When the treatment regimen was presented in November, it was still a shock to be told “no alchohol.” Heading into the christmas season I thought it would be a hardship, socially and professionally. But, a liver that has to deal with tylenol and methotrexate has enough to handle, so that was that.
A few months later, in the spring, My wife and I had a champagne toast to celebrate an occasion that I have since forgotten, and my reaction to the half glass of champagne was painful discomfort.
I never wanted to be that guy, the one who forces his beliefs or lifestyle on anyone else, because my reasons for not drinking were not the same as the person who suffers from alchoholism. I feel no need to proselytize to people just because it was easy for me. It’s not a lack of will, it truly was a choice I made that I had to make. I did like sharing my discoveries with Chad, because that is what we have always done with beer, and music, and writing.

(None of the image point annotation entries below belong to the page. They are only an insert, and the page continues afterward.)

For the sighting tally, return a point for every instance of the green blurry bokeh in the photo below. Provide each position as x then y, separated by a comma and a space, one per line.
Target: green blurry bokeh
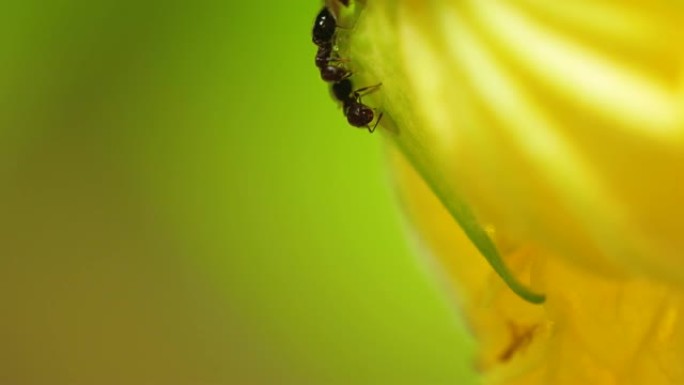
181, 202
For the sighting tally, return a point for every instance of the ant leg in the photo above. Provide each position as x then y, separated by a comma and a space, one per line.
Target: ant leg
376, 124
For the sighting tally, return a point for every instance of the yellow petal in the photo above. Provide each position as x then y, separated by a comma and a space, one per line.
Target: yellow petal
559, 125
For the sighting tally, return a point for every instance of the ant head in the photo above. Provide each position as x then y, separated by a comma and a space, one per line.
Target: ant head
359, 115
324, 28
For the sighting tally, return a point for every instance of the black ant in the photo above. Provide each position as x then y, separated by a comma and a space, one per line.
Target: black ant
323, 32
324, 28
358, 114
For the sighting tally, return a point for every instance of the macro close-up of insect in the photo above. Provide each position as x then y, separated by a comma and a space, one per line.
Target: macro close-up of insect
332, 69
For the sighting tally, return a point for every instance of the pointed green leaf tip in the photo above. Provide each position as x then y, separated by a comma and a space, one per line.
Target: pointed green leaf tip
395, 45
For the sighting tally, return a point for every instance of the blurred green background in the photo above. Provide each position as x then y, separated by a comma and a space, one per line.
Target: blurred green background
181, 202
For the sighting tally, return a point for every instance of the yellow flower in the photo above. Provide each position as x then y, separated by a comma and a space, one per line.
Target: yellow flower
555, 131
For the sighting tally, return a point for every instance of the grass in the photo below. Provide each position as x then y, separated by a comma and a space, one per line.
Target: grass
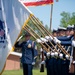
19, 72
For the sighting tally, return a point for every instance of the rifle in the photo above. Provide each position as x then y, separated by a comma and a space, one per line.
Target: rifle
72, 69
74, 50
42, 65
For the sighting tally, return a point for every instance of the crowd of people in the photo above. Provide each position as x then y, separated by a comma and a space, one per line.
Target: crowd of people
60, 64
57, 62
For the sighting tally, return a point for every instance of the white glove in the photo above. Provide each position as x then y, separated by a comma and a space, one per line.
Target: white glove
38, 40
44, 40
52, 54
61, 55
73, 43
56, 54
48, 54
19, 38
47, 37
56, 40
33, 63
73, 62
43, 62
67, 57
41, 50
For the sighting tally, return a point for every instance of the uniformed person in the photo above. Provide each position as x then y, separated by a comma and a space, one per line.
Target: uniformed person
28, 54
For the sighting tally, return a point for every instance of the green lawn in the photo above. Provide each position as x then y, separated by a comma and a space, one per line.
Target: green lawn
19, 72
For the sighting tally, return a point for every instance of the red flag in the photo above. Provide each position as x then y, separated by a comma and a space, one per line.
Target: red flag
36, 2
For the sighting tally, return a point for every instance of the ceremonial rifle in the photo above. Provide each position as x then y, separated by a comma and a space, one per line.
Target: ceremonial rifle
74, 50
72, 69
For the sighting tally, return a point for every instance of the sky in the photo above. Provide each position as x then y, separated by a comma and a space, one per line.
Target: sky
43, 12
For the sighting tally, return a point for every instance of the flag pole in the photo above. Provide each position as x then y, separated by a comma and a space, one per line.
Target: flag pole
51, 17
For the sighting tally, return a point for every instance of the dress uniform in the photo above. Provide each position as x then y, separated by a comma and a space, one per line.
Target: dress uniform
28, 54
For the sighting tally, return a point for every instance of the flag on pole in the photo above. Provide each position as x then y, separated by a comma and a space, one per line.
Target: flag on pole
14, 15
36, 2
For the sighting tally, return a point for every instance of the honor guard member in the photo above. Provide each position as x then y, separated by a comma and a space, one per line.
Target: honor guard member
28, 54
61, 31
54, 32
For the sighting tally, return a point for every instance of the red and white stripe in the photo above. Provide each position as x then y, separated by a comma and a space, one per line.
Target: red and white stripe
36, 2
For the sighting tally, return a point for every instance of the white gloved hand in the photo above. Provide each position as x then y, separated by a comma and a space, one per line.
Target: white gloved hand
56, 54
47, 37
33, 63
73, 43
44, 40
67, 57
61, 55
43, 62
48, 54
19, 38
38, 40
56, 40
41, 50
73, 62
52, 54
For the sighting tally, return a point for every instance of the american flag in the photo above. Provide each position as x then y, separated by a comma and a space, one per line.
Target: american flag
1, 32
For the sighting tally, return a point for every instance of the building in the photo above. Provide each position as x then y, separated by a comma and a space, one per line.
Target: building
13, 61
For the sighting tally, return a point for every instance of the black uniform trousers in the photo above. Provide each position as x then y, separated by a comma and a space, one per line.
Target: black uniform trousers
27, 69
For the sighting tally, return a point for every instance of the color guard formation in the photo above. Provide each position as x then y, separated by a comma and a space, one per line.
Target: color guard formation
58, 48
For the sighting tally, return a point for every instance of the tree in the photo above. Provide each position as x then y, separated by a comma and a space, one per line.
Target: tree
67, 19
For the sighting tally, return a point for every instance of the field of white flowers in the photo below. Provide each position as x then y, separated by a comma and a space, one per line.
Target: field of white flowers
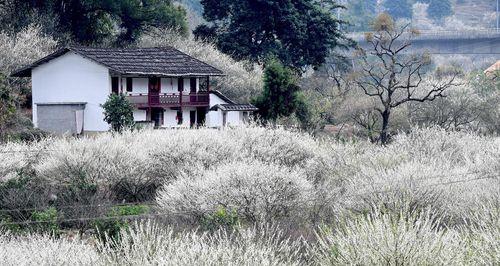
269, 196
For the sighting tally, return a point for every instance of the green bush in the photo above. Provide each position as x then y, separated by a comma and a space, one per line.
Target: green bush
222, 218
45, 221
115, 221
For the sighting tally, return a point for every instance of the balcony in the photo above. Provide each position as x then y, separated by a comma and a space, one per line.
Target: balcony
144, 100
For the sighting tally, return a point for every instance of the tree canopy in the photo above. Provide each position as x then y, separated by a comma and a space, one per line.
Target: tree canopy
439, 9
399, 8
299, 33
360, 13
280, 97
118, 112
93, 21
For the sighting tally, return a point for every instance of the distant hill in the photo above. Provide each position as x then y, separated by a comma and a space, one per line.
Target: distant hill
194, 5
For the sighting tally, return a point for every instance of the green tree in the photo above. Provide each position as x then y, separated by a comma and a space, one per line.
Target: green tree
439, 9
94, 21
281, 97
399, 8
299, 33
118, 112
360, 13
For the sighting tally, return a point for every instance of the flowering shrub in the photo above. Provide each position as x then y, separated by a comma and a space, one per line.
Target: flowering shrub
259, 192
431, 195
390, 240
151, 244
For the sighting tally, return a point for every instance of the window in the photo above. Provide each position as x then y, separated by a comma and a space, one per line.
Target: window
179, 117
192, 84
114, 85
129, 85
180, 86
203, 84
245, 117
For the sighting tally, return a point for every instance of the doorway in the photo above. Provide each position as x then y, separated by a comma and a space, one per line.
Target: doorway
154, 89
192, 119
157, 116
201, 116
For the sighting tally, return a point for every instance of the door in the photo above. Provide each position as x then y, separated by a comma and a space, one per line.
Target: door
201, 116
192, 118
154, 90
157, 116
192, 85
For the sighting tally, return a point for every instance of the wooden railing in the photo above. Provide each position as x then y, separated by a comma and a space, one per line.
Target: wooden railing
168, 99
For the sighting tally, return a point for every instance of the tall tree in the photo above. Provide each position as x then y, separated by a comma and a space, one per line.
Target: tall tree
280, 97
92, 21
439, 9
299, 33
387, 73
360, 13
399, 8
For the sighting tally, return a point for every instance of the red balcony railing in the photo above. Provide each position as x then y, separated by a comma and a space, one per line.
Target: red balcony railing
168, 99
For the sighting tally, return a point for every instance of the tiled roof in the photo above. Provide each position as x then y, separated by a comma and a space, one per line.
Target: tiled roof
235, 107
161, 61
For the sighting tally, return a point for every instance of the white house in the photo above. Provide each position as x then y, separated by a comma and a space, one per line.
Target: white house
166, 87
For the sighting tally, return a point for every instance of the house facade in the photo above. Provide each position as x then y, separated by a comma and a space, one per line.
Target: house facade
167, 88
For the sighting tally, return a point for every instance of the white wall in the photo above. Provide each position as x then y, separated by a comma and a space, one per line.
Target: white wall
139, 85
73, 78
214, 100
233, 119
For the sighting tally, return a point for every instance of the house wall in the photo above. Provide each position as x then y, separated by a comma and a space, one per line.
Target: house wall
73, 78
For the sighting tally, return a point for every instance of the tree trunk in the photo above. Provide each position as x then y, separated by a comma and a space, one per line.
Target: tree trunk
384, 138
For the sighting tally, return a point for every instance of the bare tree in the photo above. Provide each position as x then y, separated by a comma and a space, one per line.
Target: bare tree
388, 72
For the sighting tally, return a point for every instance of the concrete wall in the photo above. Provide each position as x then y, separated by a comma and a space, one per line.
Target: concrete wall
73, 78
59, 118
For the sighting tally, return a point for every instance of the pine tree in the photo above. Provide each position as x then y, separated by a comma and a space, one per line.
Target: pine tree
280, 97
300, 33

This post, and this blog, is very near to my heart, and not because of the personal affection I feel for the writer. I think it is important, and I enjoy his voice and writing, and it is important to share, to work these things out. Because that is what we do. We share, and we work things out, and if other people can benefit from our journeys, well, that is what it means to be human.
Chad Andrew Dryden
Thank you for sharing your NA journey. I knew some of it, but definitely not all of it. And I appreciate you being the NA guinea pig for the rest of us!